Triches também comentou sobre a aposentadoria por incapacidade permanente, conhecida por muitas pessoas como aposentadoria por invalidez. O especialista afirmou que esse tipo de aposentadoria também exige uma avaliação pericial, que vai avaliar se essa pessoa está totalmente incapacitada para trabalhar e insuscetível de reabilitação. “A perícia, além de avaliar a incapacidade, quando é caso de incapacidade total e permanente, vai verificar se existe a possibilidade da Previdência Social de encaminhar essa pessoa para formação para exercer uma outra atividade compatível com a limitação que ela tem”, pontuou, explicando que isso se chama reabilitação profissional, ficando a critério do perito definir. “Não é tão comum encaminhamento para reabilitação profissional, via de regra se a pessoa está permanentemente incapaz, ela tem o direto à aposentadoria sim”, afirmou.

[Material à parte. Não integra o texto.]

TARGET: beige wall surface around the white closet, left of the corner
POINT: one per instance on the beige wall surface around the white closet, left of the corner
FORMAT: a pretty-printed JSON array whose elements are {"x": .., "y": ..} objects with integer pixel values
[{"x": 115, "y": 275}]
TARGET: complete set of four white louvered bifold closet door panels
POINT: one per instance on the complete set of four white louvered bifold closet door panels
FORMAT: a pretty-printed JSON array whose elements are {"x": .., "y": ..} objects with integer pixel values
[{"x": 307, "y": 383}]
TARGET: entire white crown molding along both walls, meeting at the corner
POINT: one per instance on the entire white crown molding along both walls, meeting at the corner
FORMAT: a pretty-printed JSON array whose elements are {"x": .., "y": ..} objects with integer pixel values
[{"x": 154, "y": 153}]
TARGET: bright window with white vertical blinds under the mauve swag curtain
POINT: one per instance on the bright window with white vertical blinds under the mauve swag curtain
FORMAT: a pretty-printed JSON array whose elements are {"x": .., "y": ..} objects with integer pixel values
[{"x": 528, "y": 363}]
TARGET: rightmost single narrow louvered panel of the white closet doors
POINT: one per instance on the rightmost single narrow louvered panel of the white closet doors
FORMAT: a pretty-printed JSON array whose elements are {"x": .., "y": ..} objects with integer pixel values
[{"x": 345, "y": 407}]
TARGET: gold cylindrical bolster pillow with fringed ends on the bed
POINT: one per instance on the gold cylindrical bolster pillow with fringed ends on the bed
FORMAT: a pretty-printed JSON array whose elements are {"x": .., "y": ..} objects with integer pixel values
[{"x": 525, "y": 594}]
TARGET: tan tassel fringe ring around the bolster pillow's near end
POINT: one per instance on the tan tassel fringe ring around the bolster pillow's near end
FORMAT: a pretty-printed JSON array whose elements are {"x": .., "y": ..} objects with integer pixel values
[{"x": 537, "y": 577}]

O doutor reforçou ainda que, com a reforma previdenciária de 2019, ficou estabelecido que a idade mínima para aposentadoria é de 65 anos para homens e 62 para mulheres, com tempo mínimo de contribuição de 15 anos. “Cada caso tem que ser sempre examinado com cuidado, porque a matéria previdenciária ficou muito complexa com as últimas reformas”, disse. Triches também comentou sobre a possibilidade de um trabalhador contribuir somente por 15 anos, para ter o tempo mínimo necessário, e ficar sem pagar a contribuição até completar a idade mínima necessária para a aposentadoria. “A rigor, se ele parar de pagar e esperar os 65 anos para se aposentar, ao aniversariar, ele vai ter o direito, mesmo que ele pare de pagar. A questão é, que se ele parar de pagar, ele fica desprotegido de um advento de alguma incapacidade”, explicou. “Se, nesse transcurso dos 60 ou 65 anos, por qualquer razão, essa pessoa se vê acometida de algum problema de saúde, alguma situação que possa prejudicar a vida, independente do seu próprio rendimento e tudo mais, a partir do momento que ele parar de pagar, depois do transcurso de um ano, ele, via de regra, perde essa proteção”, pontuou.